A few weeks ago, I provided 10 tips for making decisions about your events in this unprecedented time. By now, you have likely postponed, rescheduled, or canceled all spring and summer events, and are trying to figure out what’s next.
I am working through a myriad of different situations with clients and I have new definitions for postpone vs reschedule:
- If the event or meeting must happen this calendar year, I am considering it a postponement. Some of the situations where this applies include association clients with a bylaw requirement for an annual meeting within a defined time period, association clients who must provide education to members, and corporate clients who are still able to work and need to provide training to employees.
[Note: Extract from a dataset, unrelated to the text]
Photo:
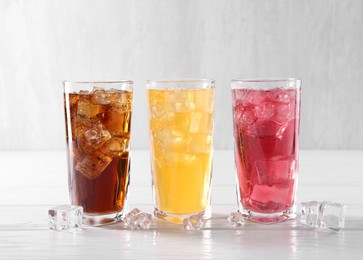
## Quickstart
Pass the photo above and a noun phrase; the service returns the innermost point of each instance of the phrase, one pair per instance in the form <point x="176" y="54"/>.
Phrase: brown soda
<point x="98" y="134"/>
- If the event can be moved to 2021, I am considering it a reschedule.
Once you have made the official decision to postpone or reschedule, here are 8 things you need to know and do:
- Plan with your venue. Without a venue, you do not have a rescheduled or a postponed event – you have a hypothetical planned event. Many venues are being extremely flexible with clients and planning new dates.
- Pick a new venue. If your original venue cannot accommodate, or you had not officially contracted with a venue yet, be creative about venue selection. Venues that previously may have been out of reach due to budget or high demand, may suddenly be more accessible. It can’t hurt to have a conversation with these venues – your contract may be a lifeline to them.
- Work with all event stakeholders. Before finalizing a new date, approach your speakers and critical vendors to ensure that the date is available. This is especially important if your speaker(s) will be the main attendance draw.
- Announce, if you must. If you have a new date and are under pressure to announce it, do it once and then wait until things begin to stabilize and normalize before opening registration or implementing your full marketing plan. A preferable option is to announce that the event is being postponed or rescheduled, and more details will be announced later. This provides you with much more flexibility.
- Be honest and succinct in communications. Communicate critical information that attendees need right now and eliminate the marketing spin and fluff. For each sentence of your communication, ask yourself “do my attendees need to know this right now?” If the answer is yes, the sentence stays. If the answer is no, remove it.
- Anticipate attendee needs. Take the time to think about the questions that attendees will have and provide clear answers to those, before being asked. As an example, if your attendees have paid a registration fee, be sure to address the process for applying the fee to the rescheduled event or requesting a refund.
- Think about event execution. Contracting for a new date in Q4 does not necessarily mean you will be able to execute your event in the same way you had planned. There are still many unknowns and planners need to be sensitive to those. Think about a traditional team-building activity where attendees are working in a small group to build or design something – if social distancing guidelines are still in effect in the fall, this type of activity may not be possible.
- Contingency plan, part 2. Even if you have a new date and everything is in place for your postponed or canceled event, there is no guarantee that it will happen. Start preparing your contingency plans now for how you will handle your event if it does ultimately become a cancellation.